Oh Dear they earn 50K a year!

How about the huge responsibility for peoples lives in the job they do? What about the hours they work and its dank environment? You don't mention overtime which is likely to make their money up. Would you like to spend your working life under ground as most of them do except for parts that are above etc. You forget its quite a dangerous job also.

Obviously you don't think skilled workers should be paid to reflect the job they do. Clearly they should be content with what they get. Don't you see that by pushing up wages and improving conditions etc those at tne bottom should ultimately benefit as improvements percolate down? Do you just want to maintain the status quo whilst inflation etc continually moved us the cost of living especially on essentials as well as the cost of living in London with a family?

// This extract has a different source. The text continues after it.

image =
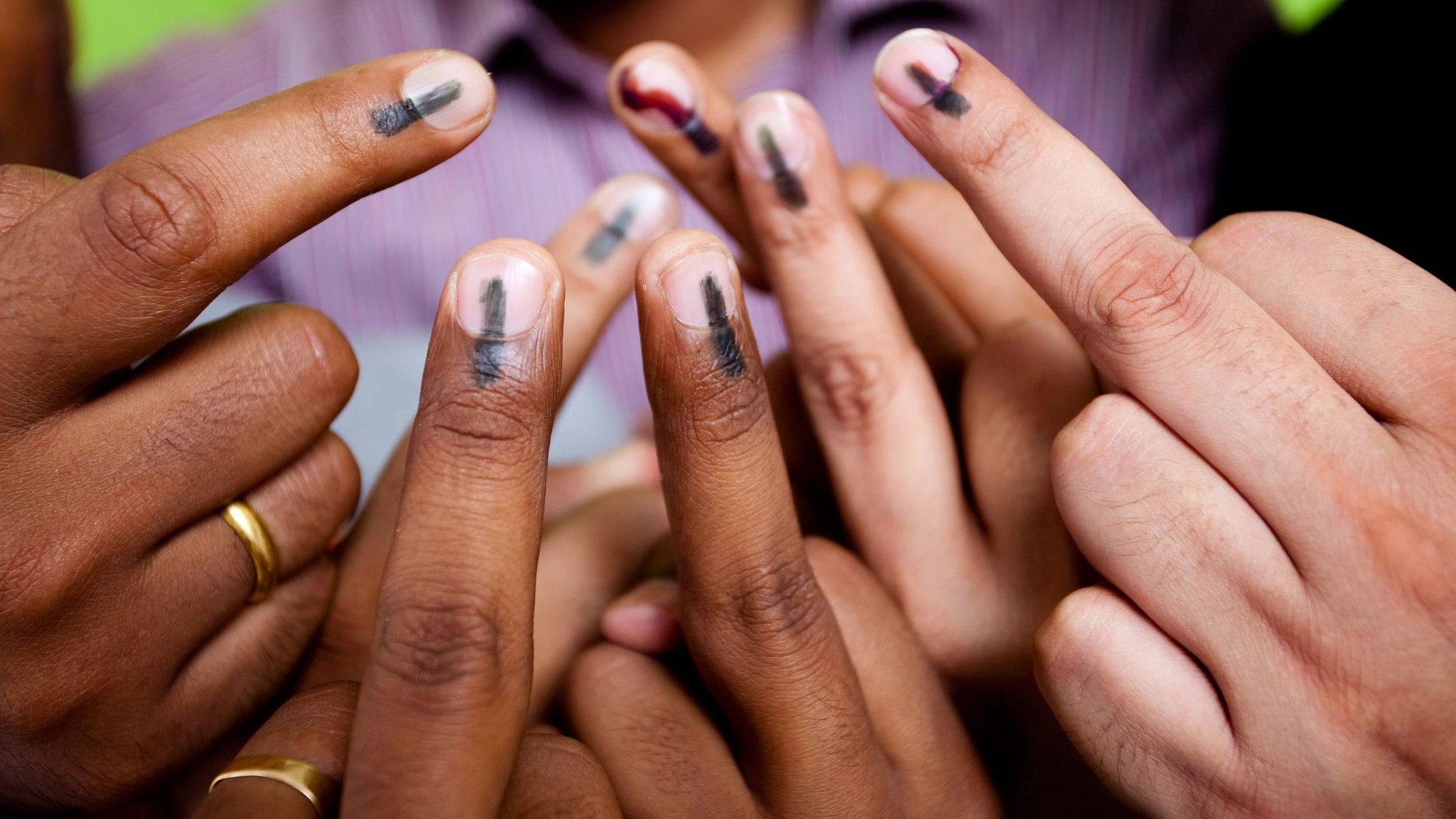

Don't you think that the IPSA gets its salaries set by politicians, its scratch my back and I will scratch yours. We won't touch of their expenses we wouldn't dare unless you think the tube drivers get expenses like our politicians also.


Stop being dramatic. Driving a bus is also a difficult job, arguably a damn sight more so - you think bus drivers are on £50K a year? They have one of the last of the dinosaur type unions which is just out to screw anyone, but then again maybe you agree with that approach.

You sound like you'll be voting for Corbyn, good luck with that.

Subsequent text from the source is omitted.